Ripping Audio CDs to the Ogg Vorbis Format

Paul Hoadley

Logic Squad

2003-07-11

Abstract

This document describes how to partially automate the process of ‘ripping’ an audio compact disc (CD) to the Ogg Vorbis compressed audio format under FreeBSD. This is very much a work-in-progress: there are bound to be better ways to do it. The main goal, however, is to describe a non-GUI-dependent process: the instructions in this article do not rely on any desktop environment. The only pre-requisite, of course, is physical access to the machine's CD-ROM drive. There should be no other constraints on the system (for example, the X Windows System is not required).

Table of Contents

1. Process Overview
2. Sampling audio CD data
3. Encoding to Ogg Vorbis
4. Enhancements
A. Contacting the author

1. Process Overview

The process of ripping an audio CD into any compressed audio format usually involves (at least) the following steps:

Sampling the CD audio data and dumping it into an uncompressed format on disk
Encoding the uncompressed format into a compressed format.

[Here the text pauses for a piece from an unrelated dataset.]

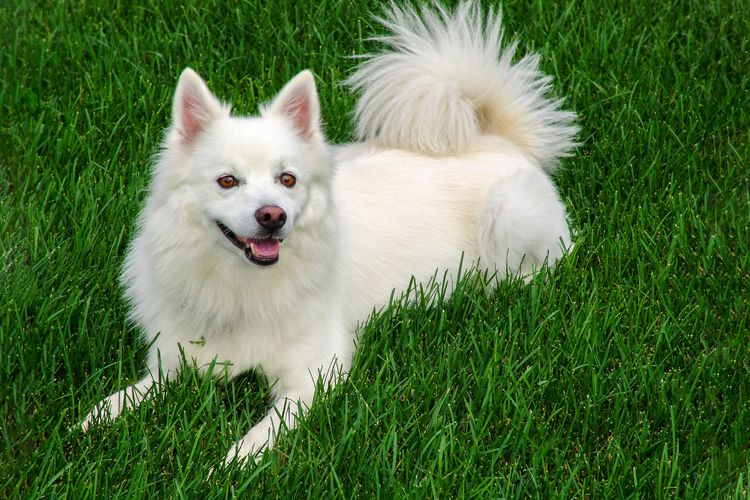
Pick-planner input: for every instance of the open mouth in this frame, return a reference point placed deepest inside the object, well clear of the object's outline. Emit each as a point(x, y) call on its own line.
point(261, 251)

In this document, we will consider some refinements, including:

Automatically consulting an online database to retrieve metadata relating to the CD (including album title, artist, and track names)
Automatically encoding, renaming and adding the metadata to each ripped track.

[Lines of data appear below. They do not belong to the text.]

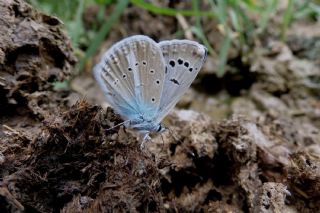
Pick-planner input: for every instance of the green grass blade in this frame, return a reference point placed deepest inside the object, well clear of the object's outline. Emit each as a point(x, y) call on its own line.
point(118, 10)
point(169, 11)
point(287, 19)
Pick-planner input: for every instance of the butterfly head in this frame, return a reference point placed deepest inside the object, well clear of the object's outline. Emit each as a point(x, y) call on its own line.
point(161, 128)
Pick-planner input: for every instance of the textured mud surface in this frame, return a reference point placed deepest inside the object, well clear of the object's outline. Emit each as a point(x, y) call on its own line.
point(55, 156)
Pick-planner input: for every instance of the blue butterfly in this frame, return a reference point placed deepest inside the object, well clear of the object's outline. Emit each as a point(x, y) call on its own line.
point(143, 80)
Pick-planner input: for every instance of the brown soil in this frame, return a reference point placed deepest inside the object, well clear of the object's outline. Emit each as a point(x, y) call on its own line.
point(56, 155)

There are certainly more potential refinements. Ideally, one should be able to insert a CD, type a command, and have the tracks added to a music collection with no further intervention.

2. Sampling audio CD data

The audio data on a CD can be extracted track-by-track to uncompressed .WAV sound files using the cdda2wav utility. This is part of the cdrtools port, and can be installed by executing the follwing as the root user:

# cd /usr/ports/sysutils/cdrtools
# make install

You obviously need to have read access to the CD-ROM drive on your machine. Depending on the permissions set for the device in /dev, this may require you to remain as the root user for the next step.

The cdda2wav has many options, and you should read the manual page thoroughly. For the purposes of this document, the following will suffice to rip an entire CD to individual tracks. Create a directory for each disc, as the created filenames will be the same as the last run by default. Change to that directory and run:

# cdda2wav --device /dev/acd0a --cddb 0 --bulk

In this example, the CD-ROM drive is at /dev/acd0a—this may be different in your system. The option --cddb 0 tells cdda2wav to consult the default online database for CD metadata and prompt the user if there is a choice. --bulk ensures the whole disc is ripped track-by-track into separate files.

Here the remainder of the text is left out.